The bill is far from perfect; for one thing, I’d prefer a single-payer system to the prospect of delivering tens of millions of new customers to an industry that’s helped create the swamp we’re in. But by promising to cover everyone (oh, except the undocumented, who harvest our crops, raise our kids and construct our houses), the legislation is embracing a comprehensive, public health–oriented approach. And the ban on charging more or denying coverage altogether because of a “preexisting condition” is applying population-level strategies to the vexing problem of delivering medical care to individuals; bringing everyone into the insurance pool spreads the financial risk around so that no one is bulldozed by unaffordable medical costs.
It’s not at all surprising that the ferocious heart of the health-care debate has been outrage over the mandate that everyone purchase insurance. I understand why this upsets the Tea Partiers, given their distrust of the federal government and their belief that the bill will bankrupt the country. I get that they see forced participation as an infringement on the personal freedom they view as their birthright. So I’m thrilled about the money the country will save when these rugged and self-reliant patriots refuse to accept those government handouts known as Medicare and Social Security.
Beyond ensuring access to insurance, the new legislation incorporates an expansive view of health and well being–or at least a view more expansive than we’re used to.
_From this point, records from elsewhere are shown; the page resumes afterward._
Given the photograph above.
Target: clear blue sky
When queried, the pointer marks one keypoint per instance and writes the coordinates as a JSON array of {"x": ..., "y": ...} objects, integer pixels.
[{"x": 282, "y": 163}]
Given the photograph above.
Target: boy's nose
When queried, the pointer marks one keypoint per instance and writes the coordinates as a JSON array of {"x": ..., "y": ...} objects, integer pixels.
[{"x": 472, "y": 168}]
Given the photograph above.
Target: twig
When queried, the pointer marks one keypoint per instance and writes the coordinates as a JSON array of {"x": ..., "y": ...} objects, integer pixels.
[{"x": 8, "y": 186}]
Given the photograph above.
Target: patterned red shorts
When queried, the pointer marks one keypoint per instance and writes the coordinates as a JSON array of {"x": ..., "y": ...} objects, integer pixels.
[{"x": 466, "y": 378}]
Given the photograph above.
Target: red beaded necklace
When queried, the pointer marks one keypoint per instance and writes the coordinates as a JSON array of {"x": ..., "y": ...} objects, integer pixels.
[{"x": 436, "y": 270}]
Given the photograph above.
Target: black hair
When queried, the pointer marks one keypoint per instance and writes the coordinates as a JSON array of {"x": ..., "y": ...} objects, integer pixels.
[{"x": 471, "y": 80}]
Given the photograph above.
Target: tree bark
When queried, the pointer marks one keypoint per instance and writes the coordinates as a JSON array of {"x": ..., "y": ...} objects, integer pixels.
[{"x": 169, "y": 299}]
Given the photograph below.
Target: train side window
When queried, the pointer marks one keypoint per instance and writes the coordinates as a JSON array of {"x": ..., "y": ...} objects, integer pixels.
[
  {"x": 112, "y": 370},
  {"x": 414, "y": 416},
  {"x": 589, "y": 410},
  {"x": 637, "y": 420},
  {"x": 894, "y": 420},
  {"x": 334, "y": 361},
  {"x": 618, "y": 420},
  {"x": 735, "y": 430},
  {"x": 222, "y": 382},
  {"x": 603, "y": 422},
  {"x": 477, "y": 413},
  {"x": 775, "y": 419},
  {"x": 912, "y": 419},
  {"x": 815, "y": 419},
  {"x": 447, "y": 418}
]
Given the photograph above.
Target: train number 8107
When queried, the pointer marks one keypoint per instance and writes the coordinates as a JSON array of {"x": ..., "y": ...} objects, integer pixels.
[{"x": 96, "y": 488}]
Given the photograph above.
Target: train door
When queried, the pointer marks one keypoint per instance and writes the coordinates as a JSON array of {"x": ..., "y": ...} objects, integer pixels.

It acknowledges the obvious: that maintaining healthy communities means more than providing medical care for individuals, however crucial that step.
As Dr. Stephen Shortell, dean of the School of Public Health points out, the bill allocates about $10 billion for prevention and wellness over five years. It also supports education and training to bolster the ranks of the public health workforce, which in recent years has been severely stressed by increased demands and inadequate resources. “This is the first time in a long time that we should have additional financial support for our students,” he said.
The legislation mandates such health promotion measures as requiring chain restaurants to include calorie information on menus, and directing insurers to fully cover recommended screenings and vaccinations. These and other aspects of the overhaul represent significant improvements over current practices. The more we deploy such broad-based strategies to mitigate what are called “structural barriers” to health care access, treatment, and information–including barriers arising from poverty and discrimination–the more of a genuine public-health system we can claim to have.
This fall, I’ll once again teach my regular journalism course on health reporting. On the first day of class I’ll ask the students what I always do: Can anyone explain the difference between public health and medicine? Despite all the recent developments and speeches and news articles about health care reform, I suspect that the students will stare at me blankly, as they usually do when I pose that question. One or two might venture a comment about public STD clinics or Medicare, or maybe they’ll ask if I’m referring to swine flu.
So hey, public health associations! Seems like now might be a good time to rev up that whole brand-identity-coalition thing again.